"Wouldn't you call this a planet? I mean, a planet the way the Earth's a planet? Look!" And Sibyl moved from the telescope, motioning me to move approach it. "The Moon could never manage to become a planet like ours."
I wasn't listening to her explanation: the Moon, enlarged by the telescope, appeared to me in all its details, or rather many of its details appeared to me at once, so mixed up that the more I observed it the less sure I was of how it was made, and I could only vouch for the effect this sight caused me, an effect of fascinated disgust. First of all, I could not the green veins that ran over it, thicker in certain zones, like a network, but to tell the truth this was the most insignificant detail, the least showy, because what you might call the general properties eluded the grasp of my glance, thanks perhaps to the slightly viscous glistening that transpired from a myriad of pores, one would have said, or percula, and also in certain points from extended tumefactions of the surface, like buboes or suckers.
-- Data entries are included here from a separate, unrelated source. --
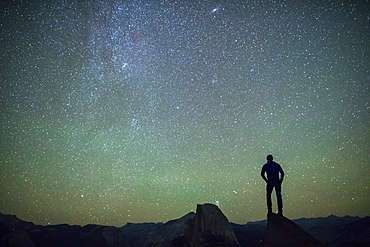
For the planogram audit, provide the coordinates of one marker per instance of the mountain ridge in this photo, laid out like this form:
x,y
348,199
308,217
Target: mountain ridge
x,y
331,231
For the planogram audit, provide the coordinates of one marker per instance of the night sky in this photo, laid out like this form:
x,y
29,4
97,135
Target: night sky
x,y
136,111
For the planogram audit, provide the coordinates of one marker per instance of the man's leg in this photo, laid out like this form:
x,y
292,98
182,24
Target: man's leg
x,y
279,198
269,189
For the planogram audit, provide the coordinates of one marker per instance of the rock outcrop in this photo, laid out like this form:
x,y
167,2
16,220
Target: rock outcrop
x,y
282,232
210,227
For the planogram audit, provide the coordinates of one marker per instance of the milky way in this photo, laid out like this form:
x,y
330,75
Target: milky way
x,y
135,111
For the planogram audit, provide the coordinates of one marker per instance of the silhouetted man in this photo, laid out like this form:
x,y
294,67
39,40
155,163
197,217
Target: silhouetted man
x,y
273,181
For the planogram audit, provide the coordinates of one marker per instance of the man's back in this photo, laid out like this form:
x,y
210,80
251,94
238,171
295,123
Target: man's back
x,y
272,169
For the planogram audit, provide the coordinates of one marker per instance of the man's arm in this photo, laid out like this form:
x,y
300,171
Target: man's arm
x,y
281,174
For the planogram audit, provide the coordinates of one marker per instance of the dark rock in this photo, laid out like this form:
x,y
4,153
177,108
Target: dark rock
x,y
137,233
250,234
107,236
209,227
170,234
356,234
282,232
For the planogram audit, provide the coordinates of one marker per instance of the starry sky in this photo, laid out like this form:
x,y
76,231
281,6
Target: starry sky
x,y
136,111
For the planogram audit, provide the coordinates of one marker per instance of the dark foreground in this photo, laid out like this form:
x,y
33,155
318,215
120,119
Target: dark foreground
x,y
207,227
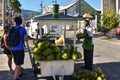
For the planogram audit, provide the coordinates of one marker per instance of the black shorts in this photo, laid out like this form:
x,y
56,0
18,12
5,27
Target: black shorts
x,y
7,51
18,57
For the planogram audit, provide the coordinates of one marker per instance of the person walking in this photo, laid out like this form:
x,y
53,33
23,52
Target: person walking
x,y
88,46
18,51
7,49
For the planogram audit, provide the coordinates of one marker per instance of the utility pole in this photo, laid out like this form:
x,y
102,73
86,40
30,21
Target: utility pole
x,y
9,11
41,6
3,13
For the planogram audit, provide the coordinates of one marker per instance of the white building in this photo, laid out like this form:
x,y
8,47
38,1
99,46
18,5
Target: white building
x,y
114,4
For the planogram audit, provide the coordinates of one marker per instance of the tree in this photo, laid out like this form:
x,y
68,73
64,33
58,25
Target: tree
x,y
109,19
13,7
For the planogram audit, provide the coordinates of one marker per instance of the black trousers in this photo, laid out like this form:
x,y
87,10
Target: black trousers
x,y
88,58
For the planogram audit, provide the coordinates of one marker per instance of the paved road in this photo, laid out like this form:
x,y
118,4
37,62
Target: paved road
x,y
106,56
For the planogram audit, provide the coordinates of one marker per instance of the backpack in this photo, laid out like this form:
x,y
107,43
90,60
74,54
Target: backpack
x,y
2,43
13,38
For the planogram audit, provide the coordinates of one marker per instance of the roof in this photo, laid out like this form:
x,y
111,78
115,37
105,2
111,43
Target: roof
x,y
50,17
68,5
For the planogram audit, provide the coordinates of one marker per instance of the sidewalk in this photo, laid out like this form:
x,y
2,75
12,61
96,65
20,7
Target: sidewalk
x,y
5,75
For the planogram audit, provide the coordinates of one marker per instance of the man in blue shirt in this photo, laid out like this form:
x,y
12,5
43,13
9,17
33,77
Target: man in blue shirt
x,y
18,51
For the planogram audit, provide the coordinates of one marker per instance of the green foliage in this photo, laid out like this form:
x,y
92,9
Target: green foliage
x,y
110,19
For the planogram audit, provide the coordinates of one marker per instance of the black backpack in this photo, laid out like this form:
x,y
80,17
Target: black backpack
x,y
13,38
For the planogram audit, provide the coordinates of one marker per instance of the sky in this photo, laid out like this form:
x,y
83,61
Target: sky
x,y
35,4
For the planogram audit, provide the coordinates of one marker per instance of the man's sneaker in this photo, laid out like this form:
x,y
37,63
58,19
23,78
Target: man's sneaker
x,y
11,71
22,76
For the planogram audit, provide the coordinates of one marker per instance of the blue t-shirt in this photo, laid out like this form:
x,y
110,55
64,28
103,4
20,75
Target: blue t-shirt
x,y
23,32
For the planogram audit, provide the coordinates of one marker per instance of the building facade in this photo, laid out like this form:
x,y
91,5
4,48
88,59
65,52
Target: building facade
x,y
77,7
113,4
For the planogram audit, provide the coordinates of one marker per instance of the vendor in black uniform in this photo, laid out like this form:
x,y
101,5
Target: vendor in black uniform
x,y
88,45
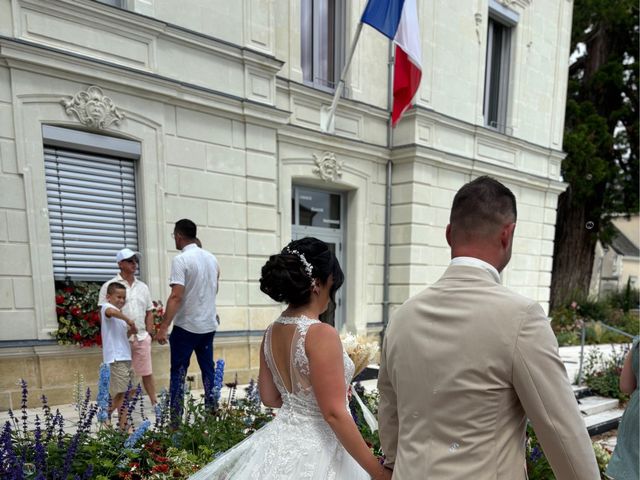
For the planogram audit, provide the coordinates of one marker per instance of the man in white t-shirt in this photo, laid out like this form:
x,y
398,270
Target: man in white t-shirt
x,y
192,308
115,327
139,308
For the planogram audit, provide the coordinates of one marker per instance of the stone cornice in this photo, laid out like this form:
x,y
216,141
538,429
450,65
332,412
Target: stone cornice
x,y
438,158
47,60
90,12
340,145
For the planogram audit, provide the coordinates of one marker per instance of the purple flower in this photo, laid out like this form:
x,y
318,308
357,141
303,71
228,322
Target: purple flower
x,y
137,434
253,394
10,464
218,380
103,393
40,458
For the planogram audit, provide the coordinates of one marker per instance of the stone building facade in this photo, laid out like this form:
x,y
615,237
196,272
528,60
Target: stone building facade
x,y
215,107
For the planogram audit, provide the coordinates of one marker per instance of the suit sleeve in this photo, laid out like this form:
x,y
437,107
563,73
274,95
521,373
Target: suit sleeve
x,y
387,411
541,383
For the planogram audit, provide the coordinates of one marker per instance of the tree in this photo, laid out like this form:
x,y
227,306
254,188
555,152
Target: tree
x,y
601,139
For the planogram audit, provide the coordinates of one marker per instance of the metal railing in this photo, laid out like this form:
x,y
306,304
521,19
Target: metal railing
x,y
583,335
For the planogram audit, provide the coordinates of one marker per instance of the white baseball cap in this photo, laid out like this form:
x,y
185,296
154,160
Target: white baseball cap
x,y
126,253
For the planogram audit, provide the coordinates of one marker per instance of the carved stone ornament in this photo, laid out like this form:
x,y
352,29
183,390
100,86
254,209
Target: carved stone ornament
x,y
478,18
93,108
328,167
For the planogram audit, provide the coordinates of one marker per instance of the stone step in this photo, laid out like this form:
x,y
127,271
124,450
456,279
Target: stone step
x,y
603,421
592,405
580,391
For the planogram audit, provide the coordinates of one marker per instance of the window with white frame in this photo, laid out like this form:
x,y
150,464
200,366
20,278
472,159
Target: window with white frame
x,y
322,35
114,3
496,89
91,197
There, I'm concentrating again on the details, a more picturesque method of description apparently, though in reality of only limited efficacy, because only by considering the details within the whole-such as the pale swelling of the sublunar pulp which stretched its pale external tissues but made them also fold over on themselves in inlets or recesses looking like scars (so it, this Moon, might also have been made of pieces pressed together and stuck on carelessly)-it is, as I say, only by considering the whole, as in diseased viscera, that the single details can also be considered: for example, a thick forest as of black fur which jutted out of a rift.
" Does it seem right to you that it should go on revolving around the Sun, like us?" Sibyl said. "The Earth is far stronger: in the end it'll shift the Moon from its orbit and make it turn around the Earth. We'll have a satellite."